Q: Can CoAuthor write my whole book for me?
Not exactly — and that's probably a good thing. It's better understood as a collaborator than a ghostwriter. It can draft passages, suggest ideas, and help you work through problems, but the creative direction stays with you. Anything it produces will need your voice and judgment applied to it before it's ready.
Q: Does it work for fiction as well as non-fiction?
Yes. The tool is designed to support both. Fiction writers tend to use it most for plot development, character building, and drafting chapters. Non-fiction authors find it useful for structuring arguments and working through early drafts of complex sections.
Q: Is the free plan actually useful, or is it too limited to get a real sense of the tool?
It's worth trying. Free plans on writing tools vary a lot — some are genuinely useful, others are barely a demo. The best approach is to bring a real piece of your current project and put it through the tool. That will tell you far more than any description of what the plan includes.
Q: Will it remember details from earlier in my manuscript — character names, plot points, that sort of thing?

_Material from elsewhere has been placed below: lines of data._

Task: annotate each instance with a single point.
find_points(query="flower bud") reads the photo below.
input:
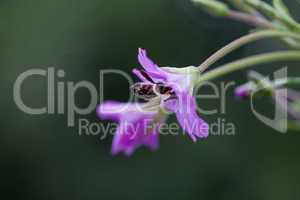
(214, 7)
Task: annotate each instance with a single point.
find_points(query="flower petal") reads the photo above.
(153, 70)
(112, 110)
(132, 133)
(187, 117)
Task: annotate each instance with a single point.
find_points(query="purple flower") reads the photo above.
(166, 90)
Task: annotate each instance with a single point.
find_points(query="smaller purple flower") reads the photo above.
(166, 90)
(135, 127)
(244, 91)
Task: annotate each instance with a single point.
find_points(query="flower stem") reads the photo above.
(242, 41)
(253, 20)
(249, 62)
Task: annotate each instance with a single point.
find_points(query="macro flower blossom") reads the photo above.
(165, 90)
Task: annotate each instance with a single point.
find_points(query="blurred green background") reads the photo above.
(41, 158)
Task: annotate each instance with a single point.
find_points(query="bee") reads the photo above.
(151, 89)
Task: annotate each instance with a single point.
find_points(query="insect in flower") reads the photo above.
(150, 90)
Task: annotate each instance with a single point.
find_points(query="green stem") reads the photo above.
(242, 41)
(249, 62)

This is an area where AI writing tools across the board still have real limitations. CoAuthor is built for long-form work, but tracking every detail across a full-length manuscript is something you'll still need to manage yourself. Keep your own notes on key details and feed relevant context in when you need the tool to stay consistent.
Q: How does CoAuthor compare to using something like ChatGPT for book writing?
The difference is focus. ChatGPT is a general-purpose tool that you can adapt to book writing with the right prompts. CoAuthor is built specifically for authors, which means the features, prompts, and workflow are shaped around how books actually get written — rather than asking you to figure out how to apply a broad tool to a specific creative problem.